I stayed, and got punched in the face, by a man: Another man; who means nothing to me; who caused only temporally facial disfigurement.  

11 Feb 2011

Art must be beautiful.

A video of 4 Performances by Marina Abramovic, 1975-1976

1.Art must be beautiful, Artist must be beautiful.

2.Freeing the voice

3.Freeing the memory

4.Freeing the body.


Fun websites.

These are good when you need a break from serious life:

passive aggressive notes


lame book

Regretsy

burnt face man

lolcats

Jerry jackson

Awkward family photos

Shit my dad says


Tonight

I'm going to see this movie with my ladyfriend:

This week...

I've done a wee bit of experimenting after my epiphany of ideas.

Here is sneak peak:


developing time in cold cases
One of my images that I got that initial 'happy about this' feelings

Down stairs work station, haha!
a Fish eye look at my successful images.

Doing an emulsion lift. being very carefully not to rip or damage the image.
This took the longest to do as it was so fiddly, had to be precise and is part of a larger piece.

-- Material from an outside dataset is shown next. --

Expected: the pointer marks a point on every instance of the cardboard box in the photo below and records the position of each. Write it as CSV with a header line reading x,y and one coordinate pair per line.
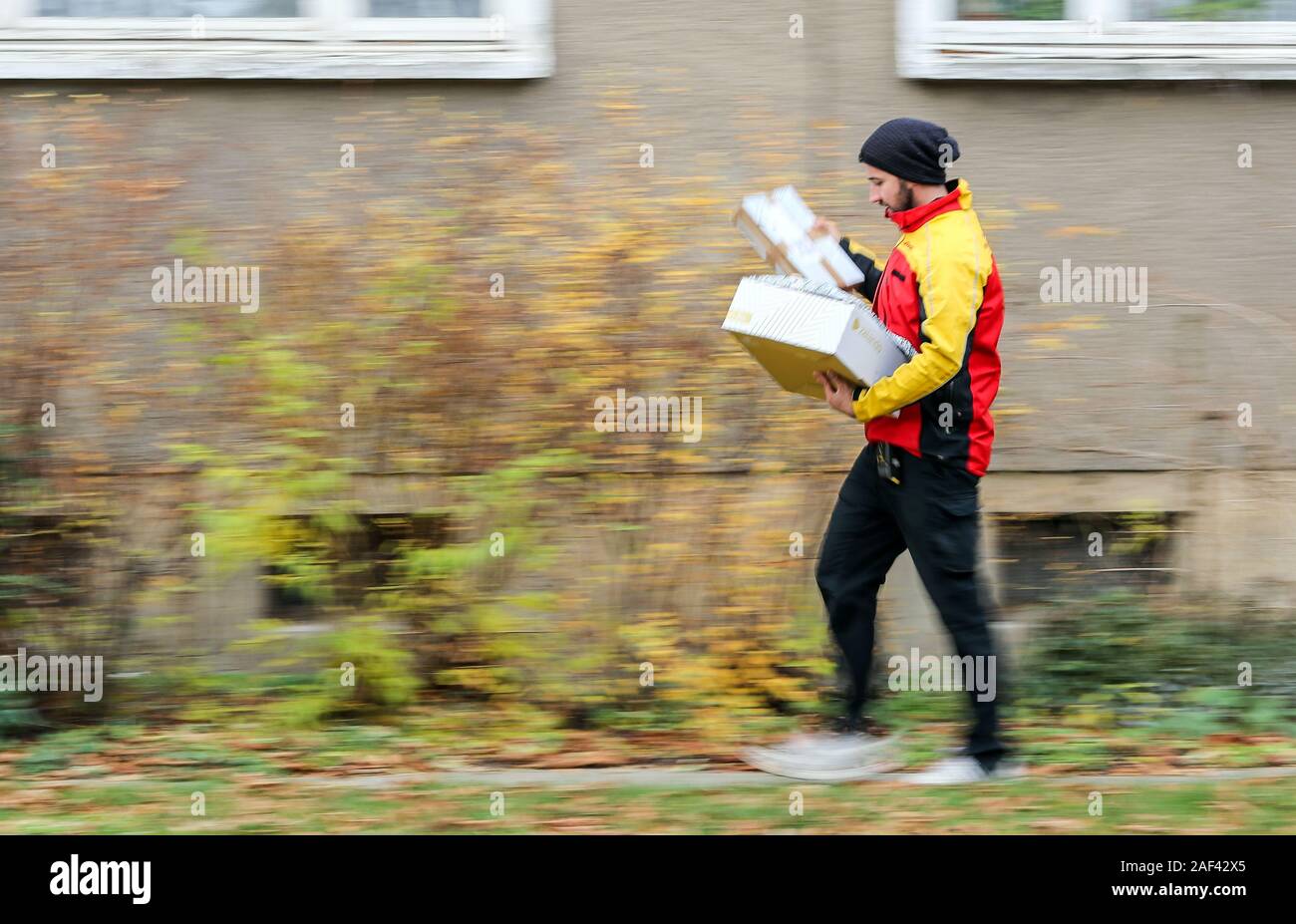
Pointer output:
x,y
795,327
778,225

I have listened to this Damien Rice song far to much:



The final minute of it hits me like a thousand million lighting bolts at once. I'm planning on learning it for the ukulele.

Speaking of ukulele, music man Mike taught me how to translate guitar chords to the uke. Its very complicated but I'll get my head round it one day. I'm really into 90's dance songs right now and acoustifying them.

Acoustifying? I think I just made a new word :O

This week I also made a new word...

The word: Acoustifying
Meaning: to take a song and play it acoustically on a guitar or ukulele.
In a sentence: I just found this rad 90's song and I'm going to be acoustifying it over the weekend on my totally hot ukulele.

Turns out that word actually does exist... so yeah. I think I'll stick to the 'photo thing'.

'Photo thing' - What my family call what I do.

Actually my immediate family are really supportive now, They haven't used words like 'photo thing' in a while.

I think I just killed the blog entry.